In order to conduct business in multiple international markets, those in charge of financial decision making at a company have to have a solid understand of foreign exchange rates and how they affect revenue and profit. Similarly, a novice investor in currencies needs to have a good understanding of rates of exchange, how to read currency pair prices, and what the difference is between bid and offer exchange rates.

In general, exchange rates are relational ratios of currency values between two currencies, known as a currency pair. While there are index measures that help you assess the basic trend and direction of a single currency against a basket of major currencies, you have to compare one specific currency versus the next to know how those currencies are interacting.

There are certain events and factors that can positively or negatively impact a single currency and affects its value relative to most other currencies. However, similarly positive or negative effects can also be influencing those other currencies, meaning the overall direction of each trading pair is dynamic.
Currency pair ratios are expressed as the value of one unit of one currency versus one unit of the other currency in the pair. This ratio can be inverted. For instance, most brokerages tend to express the value of the Euro versus the dollar in terms of one Euro’s worth in dollars.

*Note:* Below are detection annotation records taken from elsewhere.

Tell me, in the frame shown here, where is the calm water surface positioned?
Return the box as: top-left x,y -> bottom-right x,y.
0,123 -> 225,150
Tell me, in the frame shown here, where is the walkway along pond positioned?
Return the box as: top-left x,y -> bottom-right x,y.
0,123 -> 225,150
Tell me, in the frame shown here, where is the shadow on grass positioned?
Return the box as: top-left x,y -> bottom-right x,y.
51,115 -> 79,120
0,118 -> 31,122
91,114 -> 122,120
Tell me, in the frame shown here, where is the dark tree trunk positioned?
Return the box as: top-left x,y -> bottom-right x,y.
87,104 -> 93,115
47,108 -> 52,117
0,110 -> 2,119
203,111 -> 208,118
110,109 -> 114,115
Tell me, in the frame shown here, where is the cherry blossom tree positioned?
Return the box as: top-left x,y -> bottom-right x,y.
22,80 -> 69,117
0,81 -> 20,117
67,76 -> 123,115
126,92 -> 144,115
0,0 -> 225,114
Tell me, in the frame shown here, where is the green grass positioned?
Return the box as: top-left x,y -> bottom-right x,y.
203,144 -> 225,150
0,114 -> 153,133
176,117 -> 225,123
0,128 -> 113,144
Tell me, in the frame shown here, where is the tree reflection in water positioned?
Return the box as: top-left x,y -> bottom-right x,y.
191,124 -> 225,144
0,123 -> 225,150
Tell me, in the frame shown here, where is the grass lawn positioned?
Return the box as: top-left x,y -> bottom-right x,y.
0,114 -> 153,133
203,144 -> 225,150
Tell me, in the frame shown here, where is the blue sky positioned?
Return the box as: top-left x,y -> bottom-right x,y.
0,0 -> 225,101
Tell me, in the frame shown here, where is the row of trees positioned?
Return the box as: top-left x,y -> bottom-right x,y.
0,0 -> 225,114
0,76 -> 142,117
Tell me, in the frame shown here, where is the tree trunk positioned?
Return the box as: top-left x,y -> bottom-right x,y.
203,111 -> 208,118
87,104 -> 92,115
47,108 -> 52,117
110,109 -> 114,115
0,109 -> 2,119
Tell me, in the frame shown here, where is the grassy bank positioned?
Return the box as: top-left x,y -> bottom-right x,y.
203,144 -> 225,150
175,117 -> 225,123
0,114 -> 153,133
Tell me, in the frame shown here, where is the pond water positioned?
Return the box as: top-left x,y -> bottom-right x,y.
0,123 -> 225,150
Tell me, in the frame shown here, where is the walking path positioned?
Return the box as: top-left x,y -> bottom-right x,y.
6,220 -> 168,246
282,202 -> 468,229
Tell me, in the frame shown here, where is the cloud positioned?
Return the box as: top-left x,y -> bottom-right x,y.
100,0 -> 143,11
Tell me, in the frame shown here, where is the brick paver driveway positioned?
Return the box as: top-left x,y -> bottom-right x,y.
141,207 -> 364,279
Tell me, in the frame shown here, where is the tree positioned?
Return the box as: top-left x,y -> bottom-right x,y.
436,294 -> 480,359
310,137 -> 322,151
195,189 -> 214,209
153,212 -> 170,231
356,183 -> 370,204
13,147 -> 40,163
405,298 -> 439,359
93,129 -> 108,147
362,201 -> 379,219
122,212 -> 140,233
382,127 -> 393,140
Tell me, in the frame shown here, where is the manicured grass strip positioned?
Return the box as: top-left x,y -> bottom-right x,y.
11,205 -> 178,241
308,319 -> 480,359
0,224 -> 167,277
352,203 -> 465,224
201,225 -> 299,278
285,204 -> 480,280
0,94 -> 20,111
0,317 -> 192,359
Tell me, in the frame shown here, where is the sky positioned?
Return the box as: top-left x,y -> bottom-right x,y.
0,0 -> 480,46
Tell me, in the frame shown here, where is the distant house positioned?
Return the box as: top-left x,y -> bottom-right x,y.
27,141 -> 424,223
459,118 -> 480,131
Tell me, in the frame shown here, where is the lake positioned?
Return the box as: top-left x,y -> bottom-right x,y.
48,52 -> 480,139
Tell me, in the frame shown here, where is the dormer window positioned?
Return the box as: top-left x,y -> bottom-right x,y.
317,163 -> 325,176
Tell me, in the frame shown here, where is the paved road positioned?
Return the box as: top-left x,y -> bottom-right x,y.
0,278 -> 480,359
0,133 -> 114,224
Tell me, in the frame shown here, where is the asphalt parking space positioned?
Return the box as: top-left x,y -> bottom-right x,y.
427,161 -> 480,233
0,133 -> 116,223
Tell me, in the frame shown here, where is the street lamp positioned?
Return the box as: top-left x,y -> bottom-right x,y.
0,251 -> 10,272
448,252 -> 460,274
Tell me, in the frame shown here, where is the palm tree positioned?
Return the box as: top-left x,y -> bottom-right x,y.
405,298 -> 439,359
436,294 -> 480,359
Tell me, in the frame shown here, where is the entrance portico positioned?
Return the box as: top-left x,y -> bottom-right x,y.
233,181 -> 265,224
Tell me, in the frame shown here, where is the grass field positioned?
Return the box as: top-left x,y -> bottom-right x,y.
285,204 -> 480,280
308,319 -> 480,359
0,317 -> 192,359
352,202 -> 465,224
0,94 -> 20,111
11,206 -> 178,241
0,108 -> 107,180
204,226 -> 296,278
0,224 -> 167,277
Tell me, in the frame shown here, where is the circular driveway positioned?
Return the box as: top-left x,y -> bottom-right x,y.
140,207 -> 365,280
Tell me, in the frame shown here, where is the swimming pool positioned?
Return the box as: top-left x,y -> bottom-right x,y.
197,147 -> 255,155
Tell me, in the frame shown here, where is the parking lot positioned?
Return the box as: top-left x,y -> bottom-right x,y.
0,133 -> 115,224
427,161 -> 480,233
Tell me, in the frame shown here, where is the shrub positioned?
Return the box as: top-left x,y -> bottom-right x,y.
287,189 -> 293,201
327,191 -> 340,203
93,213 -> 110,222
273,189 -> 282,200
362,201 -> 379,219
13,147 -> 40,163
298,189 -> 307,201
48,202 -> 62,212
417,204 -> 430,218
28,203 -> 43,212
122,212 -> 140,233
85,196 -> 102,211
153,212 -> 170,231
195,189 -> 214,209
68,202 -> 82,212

Thus, you might see this ratio quotes as something like EUR/USD=$1.1965. This is telling you that one Euro is currently worth just under $1.20. Values are stated to the fourth decimal position. This could be inverted to show USD/EUR=.8358. This is showing that one US dollar is equal to less than .84 Euros. The acronyms EUR and USD are each three letters symbols of currencies, similar to stock symbols. Each currency has its own three letter trading symbol.

Currency brokers offer a trading platform for speculators to buy and sell. Similar to other brokers, they make their money off of transaction fees. Rather than charging a per transaction fee, most brokers make money by taking a commission from the difference between the bid and offer prices on transactions.
If you are looking at an electronic trading platform with a broker, they might offer a bid price of EUR/USD = $1.1965 and an offer price of $1.1967. A buyer would pay the high price and a seller would collect the lower price. The .0002 difference is known as the trading spread. This amount is what the broker takes as a commission from each transaction. Traders obviously prefer smaller spreads as this reduces the amount of price to be made up as currencies move in the direction you are trading in.

One final unique thing about currency speculation is that unlike buying a stock, you are not necessarily buying the Euro or the dollar when you speculate in foreign currencies. If you buy the EUR/USD trading pair, you are expressing a belief that the EUR will increase in value relative to the dollar in the short or long term. If you sell this pair, you are shorting the EUR/USD and expressing a belief that the EUR will decrease in value relative to the dollar.

Businesses must be aware of foreign exchange rates because they affect the value of doing business in one country and bringing the earnings back to the domestic market. Buying goods in one market and selling them in another is impacted by the fluctuation of exchange rates between the buy and sell transaction points, among other currency rate factors.